Today we laid to rest my father in law John. It was an immensely emotional experience. He had a military burial. Military burials are all about respect.
the day was rainy and gray and cold. We drove up to Willamette National Cemetery and met our family. We were instructed to line up our cars in a certain section of the cemetery and wait for our escort. It’s an odd experiece to just sit and wait. Shortly before 10:30 (the time for the funeral to begin) our escort came for us. We followed. As we came around a bend we could see a wooden ‘shelter’ and in front of that shelter was an armed honor guard. They stood there in respectful formation and directed us to the shelter. The moment I saw the guard I began to cry. I know the guard is standard but I felt…John was important to us and here was this honor guard showing their respects because he was important to them. I don’t know if I can describe it. It was overwhelming. After being seated in this lovely shelter, one of the directors at the cemetery very respectfully addressed us and started the military part of the funeral. They started with a 3-gun salute. It’s very jarring, hearing those shots and yet somehow, a release. I was very stirred by it. The whole time I was thinking “John would have liked this!”. Following salute ‘taps’ was played. I’ve heard taps played any number of times in movies and the like but it never had meaning until I heard it played today. It was grief and release all together. When taps was completed the honor guard did the presentation of the flag, an elaborate unfolding, refolding and presentation of the flag to the widow “on behalf of a grateful nation”. Then, they presented the shell casings to JoAnn with more words of gratitude. JoAnn said they looked in her eyes the whole time and she felt their sincerity. It was beautiful.

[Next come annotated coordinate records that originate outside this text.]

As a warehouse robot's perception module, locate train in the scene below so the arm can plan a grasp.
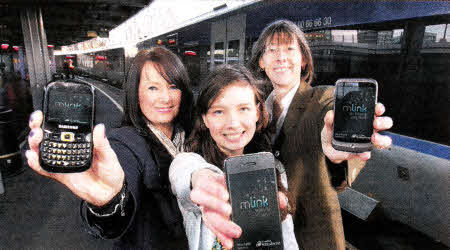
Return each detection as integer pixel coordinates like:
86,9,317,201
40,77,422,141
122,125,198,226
56,0,450,246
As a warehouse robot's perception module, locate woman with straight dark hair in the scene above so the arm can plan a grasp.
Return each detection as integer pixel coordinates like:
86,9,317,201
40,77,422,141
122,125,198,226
26,47,193,249
169,65,298,250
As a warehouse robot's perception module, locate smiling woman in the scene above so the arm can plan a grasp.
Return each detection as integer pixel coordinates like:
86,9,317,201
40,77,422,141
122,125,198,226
138,62,181,138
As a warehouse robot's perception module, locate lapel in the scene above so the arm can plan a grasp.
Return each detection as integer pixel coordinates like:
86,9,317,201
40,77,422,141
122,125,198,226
282,82,312,135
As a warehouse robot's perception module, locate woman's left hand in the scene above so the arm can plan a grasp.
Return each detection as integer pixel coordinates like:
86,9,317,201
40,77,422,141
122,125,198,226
321,103,393,163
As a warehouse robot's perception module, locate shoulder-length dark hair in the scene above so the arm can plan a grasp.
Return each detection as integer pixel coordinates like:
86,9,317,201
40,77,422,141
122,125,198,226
186,65,271,168
248,20,314,87
122,47,194,141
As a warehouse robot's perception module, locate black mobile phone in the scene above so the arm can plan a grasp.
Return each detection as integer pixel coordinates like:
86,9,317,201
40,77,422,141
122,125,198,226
224,152,283,249
331,78,378,153
39,81,95,173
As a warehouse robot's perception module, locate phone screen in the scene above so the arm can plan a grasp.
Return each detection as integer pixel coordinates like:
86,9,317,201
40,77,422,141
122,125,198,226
228,168,282,249
333,82,376,143
47,90,92,125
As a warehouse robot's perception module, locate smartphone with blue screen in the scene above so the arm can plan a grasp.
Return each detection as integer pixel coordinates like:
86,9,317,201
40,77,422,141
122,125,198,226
331,78,378,153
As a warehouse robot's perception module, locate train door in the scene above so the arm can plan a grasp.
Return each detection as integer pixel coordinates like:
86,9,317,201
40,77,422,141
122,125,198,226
210,14,246,70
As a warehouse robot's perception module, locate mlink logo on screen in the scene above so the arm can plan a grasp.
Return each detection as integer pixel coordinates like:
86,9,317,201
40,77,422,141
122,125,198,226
240,195,269,210
55,102,81,109
342,104,367,113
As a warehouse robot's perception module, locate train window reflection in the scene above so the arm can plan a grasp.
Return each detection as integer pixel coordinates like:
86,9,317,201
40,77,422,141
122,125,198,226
227,40,239,64
423,24,450,44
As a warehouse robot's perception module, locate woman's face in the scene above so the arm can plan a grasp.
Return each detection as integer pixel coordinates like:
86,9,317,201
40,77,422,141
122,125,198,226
138,62,181,131
202,82,259,157
259,33,302,90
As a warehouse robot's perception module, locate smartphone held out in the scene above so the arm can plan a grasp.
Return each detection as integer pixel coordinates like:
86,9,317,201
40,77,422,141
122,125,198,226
224,152,283,249
331,78,378,153
39,81,95,173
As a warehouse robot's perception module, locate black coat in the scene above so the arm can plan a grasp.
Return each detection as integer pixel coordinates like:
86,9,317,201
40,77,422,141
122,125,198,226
82,127,188,249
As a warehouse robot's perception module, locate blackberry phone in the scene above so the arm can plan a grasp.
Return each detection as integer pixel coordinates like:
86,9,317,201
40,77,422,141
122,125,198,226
224,152,283,249
39,81,95,173
331,78,378,153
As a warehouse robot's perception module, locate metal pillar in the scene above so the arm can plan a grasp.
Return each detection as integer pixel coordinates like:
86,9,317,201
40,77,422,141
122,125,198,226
20,7,51,110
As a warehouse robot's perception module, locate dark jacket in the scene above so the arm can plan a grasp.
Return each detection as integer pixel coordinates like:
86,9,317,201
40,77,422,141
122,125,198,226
82,127,187,249
274,83,345,250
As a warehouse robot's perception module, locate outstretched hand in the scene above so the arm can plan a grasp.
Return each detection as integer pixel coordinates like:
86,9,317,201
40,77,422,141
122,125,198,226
25,111,125,206
321,103,393,163
190,169,288,249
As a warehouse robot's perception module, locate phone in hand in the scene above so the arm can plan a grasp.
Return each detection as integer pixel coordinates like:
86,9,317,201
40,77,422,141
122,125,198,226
39,81,95,173
224,152,283,249
331,78,378,153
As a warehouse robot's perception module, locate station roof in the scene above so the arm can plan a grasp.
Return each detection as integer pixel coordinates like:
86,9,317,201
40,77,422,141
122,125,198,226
0,0,153,46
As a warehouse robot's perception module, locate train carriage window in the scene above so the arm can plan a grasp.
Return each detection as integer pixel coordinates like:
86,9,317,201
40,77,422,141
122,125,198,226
214,42,225,65
227,40,239,64
305,21,450,145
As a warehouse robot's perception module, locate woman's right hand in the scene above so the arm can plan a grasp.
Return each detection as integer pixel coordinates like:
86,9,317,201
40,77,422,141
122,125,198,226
25,110,125,206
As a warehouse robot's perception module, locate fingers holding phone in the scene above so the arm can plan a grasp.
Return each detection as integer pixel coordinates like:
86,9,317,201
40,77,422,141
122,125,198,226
322,79,393,163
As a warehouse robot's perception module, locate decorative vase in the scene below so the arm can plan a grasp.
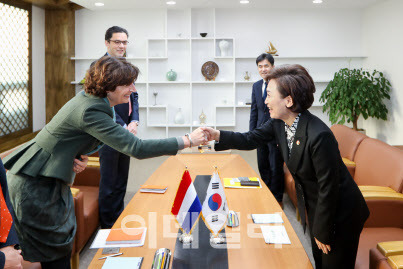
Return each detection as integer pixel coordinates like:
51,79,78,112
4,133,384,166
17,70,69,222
243,71,250,81
199,109,207,125
166,69,177,81
218,39,229,57
175,108,185,124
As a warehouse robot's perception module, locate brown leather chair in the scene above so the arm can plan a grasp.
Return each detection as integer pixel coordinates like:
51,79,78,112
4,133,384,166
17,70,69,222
72,157,101,269
284,124,368,208
330,124,368,177
354,138,403,193
369,248,392,269
369,240,403,269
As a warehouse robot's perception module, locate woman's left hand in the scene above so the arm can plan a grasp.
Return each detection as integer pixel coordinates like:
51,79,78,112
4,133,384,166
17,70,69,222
315,237,330,254
190,127,209,146
73,155,88,174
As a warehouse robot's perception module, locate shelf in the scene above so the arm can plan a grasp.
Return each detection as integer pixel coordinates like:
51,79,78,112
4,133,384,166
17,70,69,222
192,81,234,84
235,55,367,60
192,37,215,40
70,57,147,61
215,123,235,127
167,123,192,128
147,124,167,128
146,105,168,109
215,105,234,108
214,56,234,60
148,57,168,60
235,105,251,108
148,81,190,84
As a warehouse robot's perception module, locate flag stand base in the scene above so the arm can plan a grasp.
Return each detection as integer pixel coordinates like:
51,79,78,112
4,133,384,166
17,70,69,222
179,234,193,244
210,234,225,245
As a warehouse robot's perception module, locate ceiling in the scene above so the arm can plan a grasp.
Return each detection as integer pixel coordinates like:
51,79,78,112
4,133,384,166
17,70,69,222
71,0,384,10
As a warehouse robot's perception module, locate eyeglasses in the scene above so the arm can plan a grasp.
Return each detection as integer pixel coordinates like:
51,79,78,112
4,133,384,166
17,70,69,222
109,39,129,46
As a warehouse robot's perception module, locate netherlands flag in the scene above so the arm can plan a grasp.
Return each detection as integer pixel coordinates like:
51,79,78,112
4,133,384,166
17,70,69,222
171,170,202,234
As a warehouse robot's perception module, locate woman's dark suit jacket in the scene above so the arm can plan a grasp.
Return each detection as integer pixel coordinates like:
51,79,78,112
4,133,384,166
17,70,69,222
215,111,369,244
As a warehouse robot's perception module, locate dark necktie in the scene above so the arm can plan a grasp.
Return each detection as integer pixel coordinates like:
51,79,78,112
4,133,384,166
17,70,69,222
263,82,267,102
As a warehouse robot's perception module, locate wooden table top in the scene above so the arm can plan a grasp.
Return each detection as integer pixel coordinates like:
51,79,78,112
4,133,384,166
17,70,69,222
89,154,312,269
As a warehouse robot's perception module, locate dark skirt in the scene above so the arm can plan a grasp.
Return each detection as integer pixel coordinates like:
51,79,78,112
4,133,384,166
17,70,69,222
7,172,76,262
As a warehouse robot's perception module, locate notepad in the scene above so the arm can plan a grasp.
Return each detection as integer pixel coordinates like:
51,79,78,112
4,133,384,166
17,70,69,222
260,225,291,245
90,227,147,249
140,185,168,193
224,177,262,189
102,257,143,269
106,228,144,244
252,214,284,224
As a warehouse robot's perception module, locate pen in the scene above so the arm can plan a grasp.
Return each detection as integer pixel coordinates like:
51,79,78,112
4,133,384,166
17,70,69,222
98,253,123,260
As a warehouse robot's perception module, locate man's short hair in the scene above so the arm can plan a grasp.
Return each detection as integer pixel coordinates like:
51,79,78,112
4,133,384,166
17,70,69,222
256,53,274,66
105,26,129,41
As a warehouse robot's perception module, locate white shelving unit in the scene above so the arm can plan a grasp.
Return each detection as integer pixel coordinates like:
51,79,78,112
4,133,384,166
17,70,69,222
71,8,365,138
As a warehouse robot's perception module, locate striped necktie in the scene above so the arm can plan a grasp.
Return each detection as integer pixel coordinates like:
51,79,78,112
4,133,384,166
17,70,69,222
0,185,13,243
263,82,267,102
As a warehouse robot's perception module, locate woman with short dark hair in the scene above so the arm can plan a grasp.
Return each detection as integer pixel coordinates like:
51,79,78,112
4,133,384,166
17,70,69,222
204,65,369,268
4,56,206,269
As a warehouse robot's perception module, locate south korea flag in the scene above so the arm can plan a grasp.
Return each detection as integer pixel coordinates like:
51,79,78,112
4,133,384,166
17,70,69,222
202,173,228,235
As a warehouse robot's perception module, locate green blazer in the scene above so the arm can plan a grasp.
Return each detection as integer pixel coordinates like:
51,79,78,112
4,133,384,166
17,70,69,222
4,92,180,184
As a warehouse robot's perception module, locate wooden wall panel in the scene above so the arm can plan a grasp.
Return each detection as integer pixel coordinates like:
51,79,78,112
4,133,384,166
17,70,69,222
45,8,75,122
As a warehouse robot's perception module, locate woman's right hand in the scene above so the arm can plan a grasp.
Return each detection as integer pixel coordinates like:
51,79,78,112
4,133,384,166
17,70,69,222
190,127,209,146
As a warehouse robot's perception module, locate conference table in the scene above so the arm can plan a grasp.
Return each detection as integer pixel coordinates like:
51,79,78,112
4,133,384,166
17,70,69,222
89,153,312,269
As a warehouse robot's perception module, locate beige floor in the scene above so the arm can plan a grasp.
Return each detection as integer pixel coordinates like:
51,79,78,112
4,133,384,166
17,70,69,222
80,150,313,269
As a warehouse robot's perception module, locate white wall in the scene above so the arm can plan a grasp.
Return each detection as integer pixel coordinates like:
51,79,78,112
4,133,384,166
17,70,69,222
216,9,362,56
361,0,403,145
32,6,46,132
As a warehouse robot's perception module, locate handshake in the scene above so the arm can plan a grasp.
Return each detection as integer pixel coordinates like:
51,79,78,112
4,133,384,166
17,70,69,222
184,126,220,147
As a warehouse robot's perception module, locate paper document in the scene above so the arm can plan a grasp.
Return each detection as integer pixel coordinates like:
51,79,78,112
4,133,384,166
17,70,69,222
140,185,168,193
252,214,284,224
260,225,291,245
90,228,147,248
224,177,262,189
102,257,143,269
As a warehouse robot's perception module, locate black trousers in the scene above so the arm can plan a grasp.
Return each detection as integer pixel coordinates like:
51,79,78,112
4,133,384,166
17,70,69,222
99,145,130,229
310,216,364,269
257,143,284,202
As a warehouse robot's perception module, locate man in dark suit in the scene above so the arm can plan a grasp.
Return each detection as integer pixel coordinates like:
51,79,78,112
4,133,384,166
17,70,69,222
249,53,284,203
0,159,22,268
99,26,139,226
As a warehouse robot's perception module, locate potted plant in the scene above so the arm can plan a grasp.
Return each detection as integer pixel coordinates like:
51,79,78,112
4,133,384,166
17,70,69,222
320,68,391,130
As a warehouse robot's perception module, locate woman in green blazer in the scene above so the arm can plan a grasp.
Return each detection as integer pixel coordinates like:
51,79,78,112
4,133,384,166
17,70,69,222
4,57,206,268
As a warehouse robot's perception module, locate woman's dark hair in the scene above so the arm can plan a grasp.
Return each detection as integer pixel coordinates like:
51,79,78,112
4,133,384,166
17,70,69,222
84,56,140,98
267,64,316,113
256,53,274,66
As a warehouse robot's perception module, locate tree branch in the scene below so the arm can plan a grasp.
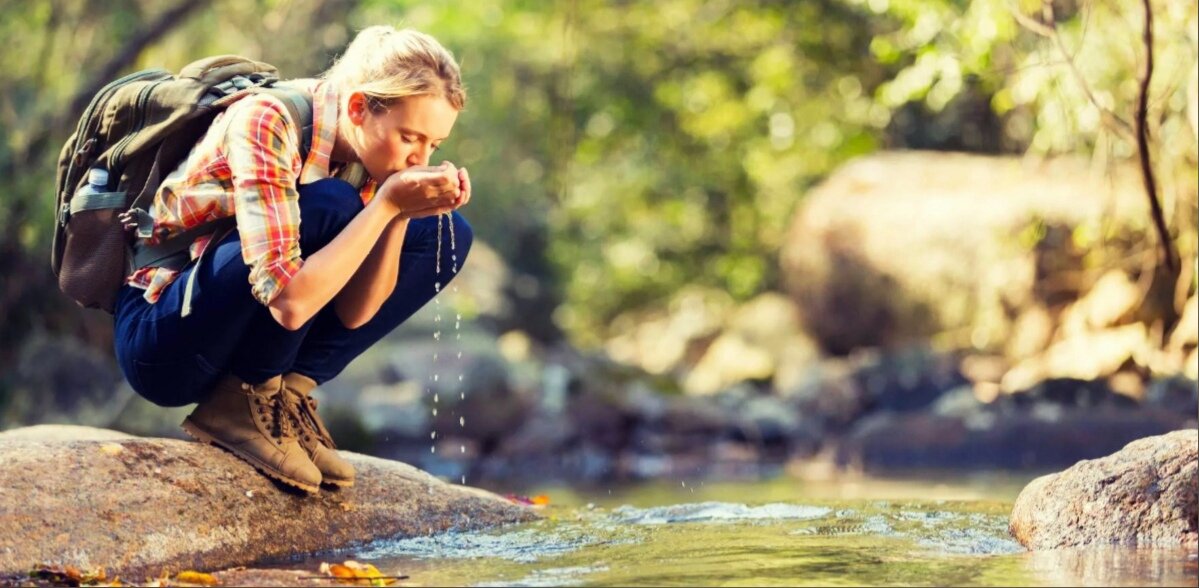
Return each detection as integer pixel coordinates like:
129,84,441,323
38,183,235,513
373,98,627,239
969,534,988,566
65,0,210,120
1007,0,1135,139
1134,0,1179,271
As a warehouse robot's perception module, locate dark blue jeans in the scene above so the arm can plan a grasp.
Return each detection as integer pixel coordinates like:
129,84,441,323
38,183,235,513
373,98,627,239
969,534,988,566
115,179,472,407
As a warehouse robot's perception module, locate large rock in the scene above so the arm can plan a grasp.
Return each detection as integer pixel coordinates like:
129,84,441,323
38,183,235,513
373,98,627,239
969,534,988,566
1011,430,1199,550
0,427,534,578
836,402,1188,473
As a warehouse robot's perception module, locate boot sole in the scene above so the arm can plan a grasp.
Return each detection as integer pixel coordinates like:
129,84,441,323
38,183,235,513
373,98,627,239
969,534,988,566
320,480,354,488
180,416,320,494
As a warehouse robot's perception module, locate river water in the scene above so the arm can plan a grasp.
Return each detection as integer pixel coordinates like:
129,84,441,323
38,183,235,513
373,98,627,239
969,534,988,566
282,476,1199,587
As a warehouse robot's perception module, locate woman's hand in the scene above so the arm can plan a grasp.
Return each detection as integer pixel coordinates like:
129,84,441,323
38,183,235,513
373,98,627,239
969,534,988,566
376,161,470,218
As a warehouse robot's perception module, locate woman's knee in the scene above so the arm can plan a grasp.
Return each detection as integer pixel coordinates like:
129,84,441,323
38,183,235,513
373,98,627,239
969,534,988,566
300,178,363,253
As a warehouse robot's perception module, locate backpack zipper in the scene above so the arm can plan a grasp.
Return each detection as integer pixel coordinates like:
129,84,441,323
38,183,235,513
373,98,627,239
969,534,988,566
59,70,170,203
108,80,165,178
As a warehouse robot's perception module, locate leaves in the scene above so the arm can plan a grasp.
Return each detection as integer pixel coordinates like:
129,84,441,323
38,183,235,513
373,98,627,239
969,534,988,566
505,494,549,506
320,559,408,586
29,564,121,586
175,570,217,586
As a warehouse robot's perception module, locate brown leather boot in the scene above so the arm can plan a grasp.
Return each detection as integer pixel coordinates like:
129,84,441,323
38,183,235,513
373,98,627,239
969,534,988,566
283,373,354,487
182,374,321,493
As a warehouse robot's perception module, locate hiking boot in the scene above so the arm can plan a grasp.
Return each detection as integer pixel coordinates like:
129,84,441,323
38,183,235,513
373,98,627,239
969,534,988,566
283,373,354,487
182,374,320,493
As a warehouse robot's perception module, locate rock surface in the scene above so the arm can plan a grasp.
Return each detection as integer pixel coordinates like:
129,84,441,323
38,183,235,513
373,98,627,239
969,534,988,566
1011,430,1199,550
0,426,535,581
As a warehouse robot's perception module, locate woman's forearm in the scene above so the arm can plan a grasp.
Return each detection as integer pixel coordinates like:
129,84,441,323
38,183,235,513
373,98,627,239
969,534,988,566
269,202,398,330
333,216,408,329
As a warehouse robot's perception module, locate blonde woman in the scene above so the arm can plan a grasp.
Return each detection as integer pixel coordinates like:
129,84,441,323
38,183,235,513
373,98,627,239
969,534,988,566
115,26,471,492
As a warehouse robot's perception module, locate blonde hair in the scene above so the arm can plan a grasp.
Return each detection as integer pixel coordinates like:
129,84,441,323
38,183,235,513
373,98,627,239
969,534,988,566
321,26,466,112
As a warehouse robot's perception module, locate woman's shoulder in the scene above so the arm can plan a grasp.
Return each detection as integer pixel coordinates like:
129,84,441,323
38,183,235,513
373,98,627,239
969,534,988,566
224,79,320,127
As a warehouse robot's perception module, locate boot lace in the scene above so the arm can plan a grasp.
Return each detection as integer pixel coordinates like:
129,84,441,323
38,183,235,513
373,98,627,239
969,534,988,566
288,394,337,449
250,391,299,439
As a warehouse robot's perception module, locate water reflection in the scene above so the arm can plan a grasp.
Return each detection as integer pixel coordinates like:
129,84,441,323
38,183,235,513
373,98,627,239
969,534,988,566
1025,546,1199,586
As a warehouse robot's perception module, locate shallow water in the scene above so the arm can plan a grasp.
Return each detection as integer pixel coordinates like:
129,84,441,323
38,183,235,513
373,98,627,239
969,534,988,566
274,476,1199,586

When the military honors concluded my John spoke. He had just a few minutes to speak about his father. He was very emotional. It took a while for him to gather his composure but when he did he spoke about how much he admired his father and he spoke specifically about the 3 things his father taught him- the importance of being a good borrower (always return what you borrow & return it in the same or better condition that you recieved it in), the value of hard work, and service. It was very sweet. I was proud of my Johnny for all that he said and for his willingness to expose his true feelings for his father. We completed the service with John reading a poem titled “May you always walk in sunshine”.
I don’t know how to express how such a short (less than 30 minutes long)service could be so affecting and touching.